Let $ \left( X^3,g \right)$ be a closed, oriented Riemannian $3$-manifold. Choose a spin structure, and denote by $\mathbb S $ the spinor bundle and $\mathbf c $ the Clifford multiplication.
The Dirac operator is obtained as follows. Take the Levi-Civita connection on $\mathbb S$ . That's a first order differential operator from sections of $\mathbb S$ to sections of $T^* X \otimes \mathbb S $. Then we compose by Clifford multiplication seen as a bundle map $T^* X \otimes \mathbb S \to \mathbb S$.
I have come across a similar constructions for symmetric spinors. Namely, denote by $\mathbb S^k $ the $k$th symmetric power of $\mathbb S $. This is the bundle associated to the rank $k+1$ irreducible representation of $\text{SU} (2)$. As such, it inherits a spin connection.
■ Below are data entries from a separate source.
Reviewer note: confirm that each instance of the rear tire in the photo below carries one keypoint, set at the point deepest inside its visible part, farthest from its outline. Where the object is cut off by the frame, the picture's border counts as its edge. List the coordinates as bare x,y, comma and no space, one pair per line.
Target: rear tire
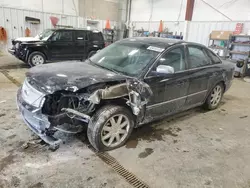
214,98
36,58
91,54
110,127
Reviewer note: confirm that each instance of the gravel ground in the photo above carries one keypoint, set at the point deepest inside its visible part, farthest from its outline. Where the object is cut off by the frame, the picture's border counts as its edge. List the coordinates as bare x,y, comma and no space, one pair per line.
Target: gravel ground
192,149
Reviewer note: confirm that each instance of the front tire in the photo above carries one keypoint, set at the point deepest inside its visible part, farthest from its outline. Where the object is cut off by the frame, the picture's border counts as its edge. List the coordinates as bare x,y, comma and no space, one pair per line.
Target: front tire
214,98
110,127
36,58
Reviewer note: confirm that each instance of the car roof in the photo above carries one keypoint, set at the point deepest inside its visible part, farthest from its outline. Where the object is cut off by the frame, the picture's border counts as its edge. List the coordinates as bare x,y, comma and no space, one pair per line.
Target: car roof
77,29
154,41
159,42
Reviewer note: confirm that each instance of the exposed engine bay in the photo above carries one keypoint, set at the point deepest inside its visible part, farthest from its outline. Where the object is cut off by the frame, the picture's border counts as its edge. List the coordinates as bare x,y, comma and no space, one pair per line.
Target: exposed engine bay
76,108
Moreover, Clifford multiplication induces a bundle map $T^*X \otimes \mathbb S^k \to \mathbb S^k $ obtained by the restriction of $\mathbf c \otimes 1 \otimes \cdots \otimes 1 + \cdots 1 \otimes \cdots \otimes 1 \otimes \mathbf c $. This defines a first order operator $D$ on sections of $\mathbb S ^k$.
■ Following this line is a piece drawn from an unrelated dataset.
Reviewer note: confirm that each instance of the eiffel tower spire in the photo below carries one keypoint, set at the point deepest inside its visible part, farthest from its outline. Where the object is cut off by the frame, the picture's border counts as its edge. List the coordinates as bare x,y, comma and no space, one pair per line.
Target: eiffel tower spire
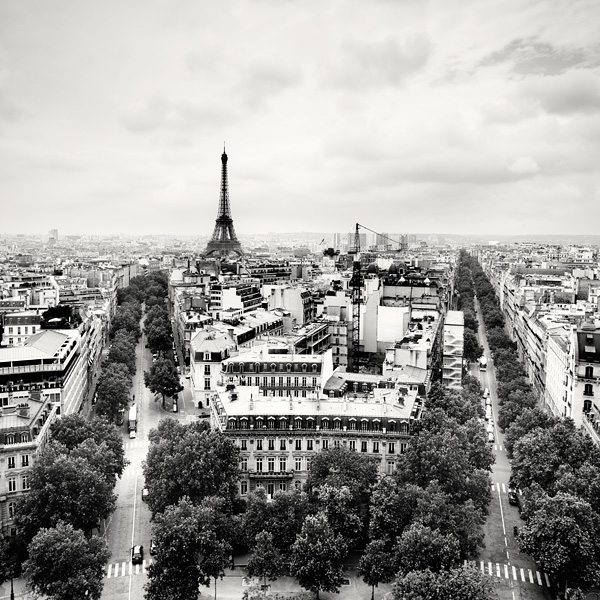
224,240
I'd like to know as much as possible about these operators. They are so natural that I am sure they have been studied extensively, I just don't know their name. I am particularly interested in the case $k$ even (and in particular $k=4$) because in that case the operator we obtain does not depend on the spin structure.
Could you please give me a reference where these kind of operators are studied? Thank you very much.